An execution is an event, therefore, as is a flooding. First somebody lived, then he was dead. First we had a prosperous city, then a devastated one. In the case of an apostrophe, however, there are not two distinct situations. The one situation alters in terms of mode. Whilst remaining the same, in a sense, the situation becomes split. Consequently the turning away can be better described as a moment at which the rhetorical momentum shifts gears, and the situation becomes split.
The split is dealt with by Irene Kacandes (1994) when she explains that whereas communication theory has taught us to think about communication in terms of addresser, message, and addressee (with addresser and addressee regularly switching roles) apostrophe offers another possibility:
"Rather, apostrophe is ‘short-circuited’ communication; messages do not flow in both directions. […] Perhaps even more significantly - and bizarrely - the apostrophe bears two ‘addresses’. Overtly, a speaker sends a message to someone or something as if that being or thing could respond but will not. Covertly, an apostrophe is meant to provoke response through its reception in a second(ary) communicative circuit, received by the readers of a poem in the case of lyric or the audience in the case of oratory. […] To put it yet another way, apostrophes are messages uttered with two addressees simultaneously in mind."

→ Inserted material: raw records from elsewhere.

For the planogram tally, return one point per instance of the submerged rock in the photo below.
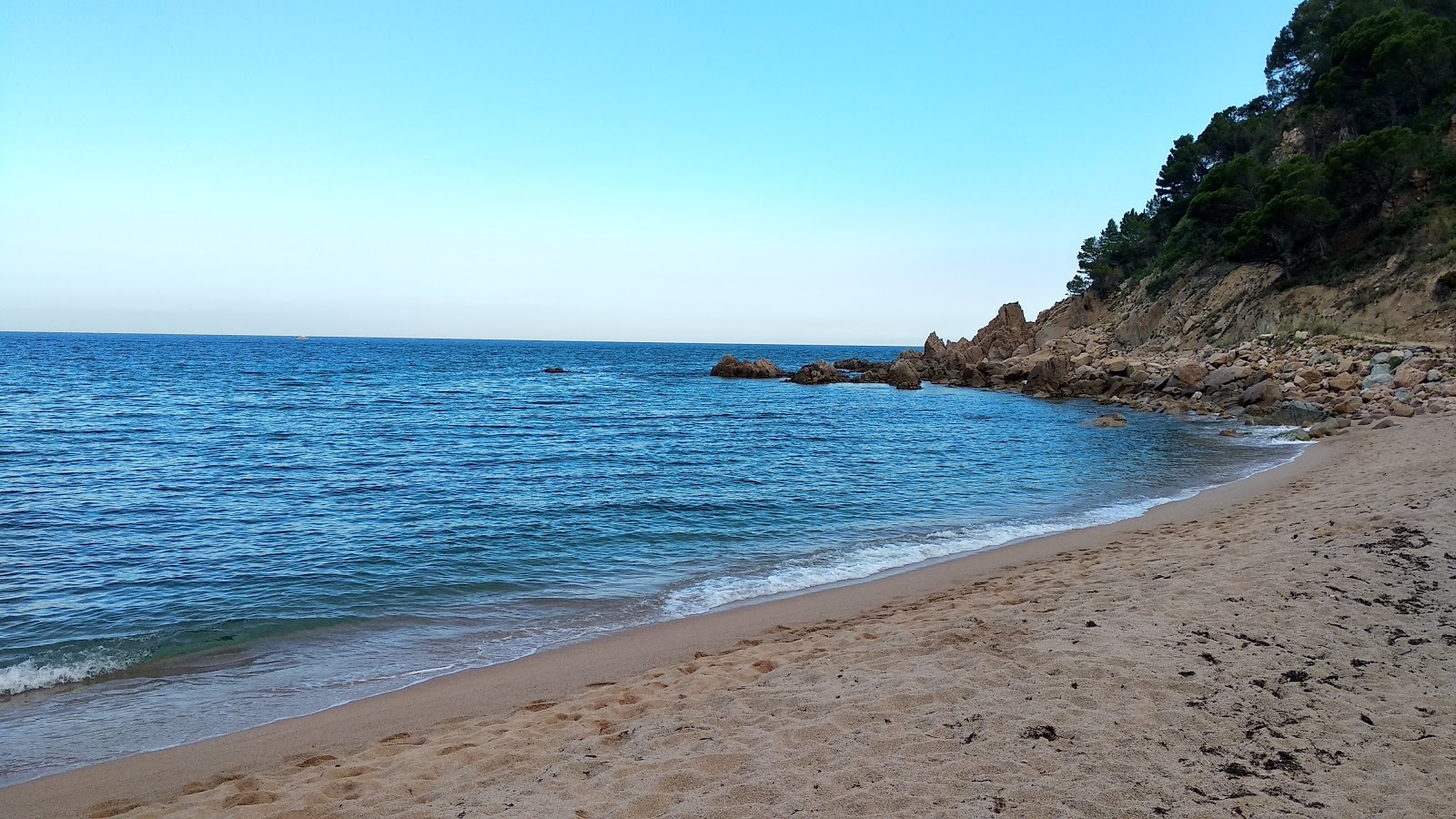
(1380, 376)
(1290, 414)
(732, 368)
(817, 373)
(1108, 421)
(903, 375)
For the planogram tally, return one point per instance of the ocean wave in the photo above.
(31, 673)
(829, 569)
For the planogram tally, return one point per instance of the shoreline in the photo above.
(564, 671)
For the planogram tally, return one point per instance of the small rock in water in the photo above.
(1108, 421)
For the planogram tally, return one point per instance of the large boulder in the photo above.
(1048, 375)
(1008, 334)
(1290, 414)
(1380, 375)
(1264, 392)
(903, 375)
(732, 368)
(934, 347)
(817, 373)
(1108, 421)
(1223, 376)
(1412, 372)
(1190, 373)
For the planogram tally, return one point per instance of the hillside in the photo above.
(1329, 203)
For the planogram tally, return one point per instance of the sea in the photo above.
(207, 533)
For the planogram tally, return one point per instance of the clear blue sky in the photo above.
(676, 171)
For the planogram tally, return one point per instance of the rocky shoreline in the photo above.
(1321, 382)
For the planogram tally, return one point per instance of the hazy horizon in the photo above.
(602, 172)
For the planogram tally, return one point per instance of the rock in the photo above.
(1223, 376)
(1380, 376)
(1006, 334)
(732, 368)
(1190, 373)
(1108, 421)
(1307, 376)
(817, 373)
(1050, 375)
(1295, 413)
(1267, 390)
(903, 375)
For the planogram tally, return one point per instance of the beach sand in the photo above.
(1281, 646)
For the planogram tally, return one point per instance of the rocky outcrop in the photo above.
(732, 368)
(903, 375)
(1006, 336)
(817, 373)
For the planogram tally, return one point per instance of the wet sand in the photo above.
(1280, 646)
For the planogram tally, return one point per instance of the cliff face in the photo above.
(1228, 341)
(1394, 302)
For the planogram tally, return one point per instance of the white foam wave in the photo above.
(877, 559)
(29, 675)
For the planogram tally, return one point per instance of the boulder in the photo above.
(1264, 392)
(1295, 414)
(1225, 376)
(1108, 421)
(732, 368)
(1380, 375)
(1006, 334)
(1050, 375)
(1190, 373)
(903, 375)
(817, 373)
(1411, 373)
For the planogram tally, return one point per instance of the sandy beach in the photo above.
(1280, 646)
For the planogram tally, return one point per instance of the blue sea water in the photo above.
(206, 533)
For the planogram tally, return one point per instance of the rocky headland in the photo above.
(1079, 349)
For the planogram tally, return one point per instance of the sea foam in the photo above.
(29, 675)
(859, 562)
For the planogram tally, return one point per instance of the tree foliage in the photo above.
(1360, 95)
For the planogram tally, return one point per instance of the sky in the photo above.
(817, 172)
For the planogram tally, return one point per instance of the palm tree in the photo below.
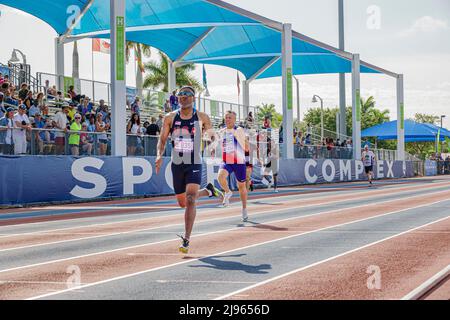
(141, 50)
(269, 111)
(159, 71)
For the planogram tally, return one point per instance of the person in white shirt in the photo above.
(6, 132)
(21, 125)
(368, 158)
(60, 123)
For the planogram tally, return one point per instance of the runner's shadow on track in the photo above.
(215, 263)
(265, 226)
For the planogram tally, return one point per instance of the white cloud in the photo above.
(425, 24)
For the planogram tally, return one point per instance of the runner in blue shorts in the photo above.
(186, 127)
(234, 145)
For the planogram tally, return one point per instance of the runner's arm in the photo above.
(165, 131)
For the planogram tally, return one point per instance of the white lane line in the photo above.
(300, 196)
(325, 260)
(210, 220)
(213, 220)
(428, 285)
(210, 233)
(240, 249)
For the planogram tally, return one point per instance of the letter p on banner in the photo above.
(374, 281)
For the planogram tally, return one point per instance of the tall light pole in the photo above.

The major point, here, is the double address and its simultaneity. Of course there can be much more than two addresses operative simultaneously, because communication is never simply two-directional. In many situations, many different forms of address may and will be going on. Apostrophe, in that context, nevertheless concerns the dynamic between two distinctly, and intrinsically related modes of address that operate simultaneously in a given situation. This is the reason that apostrophe especially is able to affect an audience. It works “not on the meaning of a word but on the circuit or situation of communication itself” (Culler 1981: 135).
Let me now move to the first of the two cases I want to consider in more detail, to see how this double address may work simultaneously and affectively. After that I will consider why this dual, theatrical address may be in danger today.
Note 6: For this quote, see Kacandes (1994: 330). Kacandes is inspired by the work of classical scholar Elizabeth Block, who used apostrophe to indicate the ways in which Homeric and Vergilian narrators shift address from character to audiences (Block 1982). In terms of address, subjectivity and language, Kacandes bases herself on the work of Martin Buber and Emile Benveniste. Buber explored how human beings can only exist in terms of personhood because of the “you-ness” of every “I”, that is to say of its being addressed and ability to address. Benveniste explored how in language the second person cannot exist without the first person. They can only exist because of their relation – what makes them distinct from the third person that Benveniste qualified as a “nonperson”.